Stoned monkeys, menopausal yogis, video-gaming retirees and insect trading cards are among the stimulus-funded projects in North Carolina that have made the latest list of 100 questionable projects paid for by the American Recovery and Reinvestment Act of 2009.
The report issued today by Republican Senators John McCain of Arizona and Tom Coburn of Oklahoma includes eight dubious projects from this state among 100 selected throughout the country.
"Summertime Blues: 100 Stimulus Projects that Give Taxpayers the Blues" highlights projects that are wasteful, mismanaged or plain worthless in terms of job creation.
All eight projects in this state are associated with university research. Projects cited in other states involved stimulus awards to local governments and private industry as well as academics.
Wake Forest University leads the North Carolina group with three citations, followed by two each for N.C. State University and Duke University.
UNC Charlotte has only one citation, but it merits the dubious honor of being ranked 2nd in the nation as an example of misspent taxpayer dollars.
UNC Charlotte received $762,372 to develop a computerized choreography program "that its creators believe can lead to a YouTube-like 'Dance Tube' online application," the report states.
The project is based on devices attached to dancers that record their movements for analysis.
The report also notes that the administrative overhead for this project is 44 percent.
Coming it at #28 on the list is a Wake Forest University study the report dubs "Monkeys Get High For Science."
The official name of the study is "Effect of Cocaine Self-Administration on Metabotropic Glutamate Systems."
The institution in Winston-Salem received $144,541 for this gem. A university spokesman defended the importance of the research and told the compilers of "Summertime Blues" that with regard to job creation, "it's actually a continuation of a job that might not still be there if it hadn't been fort the stimulus funding. And it's a good job."
Wake Forest also takes the #38 slot with its research into the beneficial effects of yoga for reducing menopausal hot flashes. The stimulus contributed nearly $300,000 for this inquiry that will involve 60 post-menopausal women.
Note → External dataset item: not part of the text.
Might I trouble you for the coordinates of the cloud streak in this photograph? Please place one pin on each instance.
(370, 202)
N.C. State received $770,856 from the National Science Foundation to research how video games such as Nintendo Wii's Boom Blox can help improve the mental health of the elderly.
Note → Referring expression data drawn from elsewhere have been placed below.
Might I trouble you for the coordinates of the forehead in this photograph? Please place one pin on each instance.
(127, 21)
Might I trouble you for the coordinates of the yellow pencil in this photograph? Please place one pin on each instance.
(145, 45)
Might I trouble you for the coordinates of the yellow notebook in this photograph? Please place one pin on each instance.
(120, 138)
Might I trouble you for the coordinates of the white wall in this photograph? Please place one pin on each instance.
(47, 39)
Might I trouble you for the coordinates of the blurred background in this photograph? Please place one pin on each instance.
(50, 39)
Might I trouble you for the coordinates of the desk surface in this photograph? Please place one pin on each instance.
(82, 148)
This study, ranked #39, is being jointly conducted with the Georgia Institute of Technology.
"One of our main goals is to produce guidelines for producing games for older adults," the overseers of the study said.
Duke University ranks #41 with $498,176 stimulus grant to investigate new approaches for improving privacy and functionality of social networking sites like Facebook and MySpace.
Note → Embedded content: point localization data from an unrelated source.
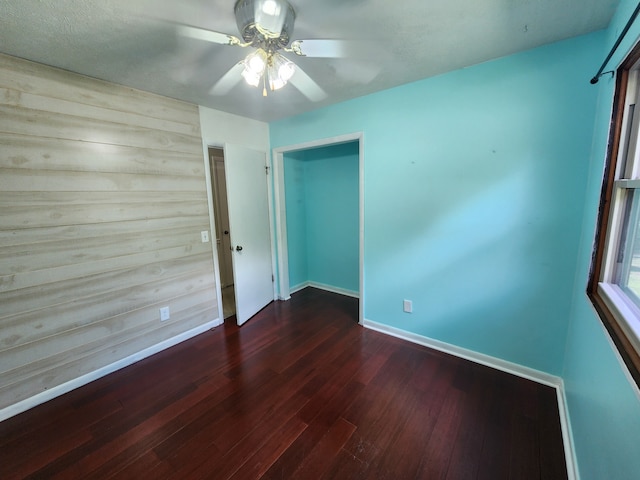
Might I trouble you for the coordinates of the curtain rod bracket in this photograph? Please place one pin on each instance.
(626, 28)
(595, 79)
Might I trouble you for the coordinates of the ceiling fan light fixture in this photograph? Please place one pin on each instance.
(265, 20)
(279, 71)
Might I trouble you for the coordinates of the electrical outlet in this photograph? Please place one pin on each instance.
(407, 306)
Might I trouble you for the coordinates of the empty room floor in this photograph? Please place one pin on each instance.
(299, 392)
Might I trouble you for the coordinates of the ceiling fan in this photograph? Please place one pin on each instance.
(266, 26)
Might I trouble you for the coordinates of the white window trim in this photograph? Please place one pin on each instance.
(624, 309)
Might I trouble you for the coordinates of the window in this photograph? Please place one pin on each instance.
(614, 286)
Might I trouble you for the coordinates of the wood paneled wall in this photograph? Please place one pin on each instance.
(102, 200)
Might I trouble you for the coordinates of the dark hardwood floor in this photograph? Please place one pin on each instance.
(299, 392)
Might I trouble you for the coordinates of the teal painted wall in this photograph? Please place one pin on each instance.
(321, 197)
(295, 204)
(474, 184)
(603, 406)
The National Science Foundation, which awarded the stimulus money, noted the research merits nearly half-a-million dollars because it will pose significant engineering challenges.
N.C. State received $253,123 to devise outreach efforts for its insect museum in Raleigh, a facility that had only 44 visitors last year.
The insect museum used some of the money to buy furniture and computer equipment, the report states.
It's also using the money to create an "Insect of the Week" feature on its web site and plans to design trading cards featuring the state's native insects.
This effort merited a #68 ranking on the list.
And finally, at #69, Wake Forest University was awarded $266,505 to continue its science education workshops for journalists.
Some of the other projects across the nation are also worth mentioning here. They include $1.9 million to the California Academy of Sciences to study ants in the Southwest Indian Ocean Islands and east Africa (#6), $497,893 to the American Legacy Foundation in the nation's capital to award taxpayer-funded smart phones to smokers who give up tobacco (#21), $199,862 to Pacific Environment, a San Francisco nonprofit, to aid Siberians in lobbying Russian policymakers (#23), $712,883 to Northwestern University to create artificial intelligence that will generate a "comedic performance agent" (#36), along with stimulus grants to promote stimulus grants and study the impact of stimulus grants.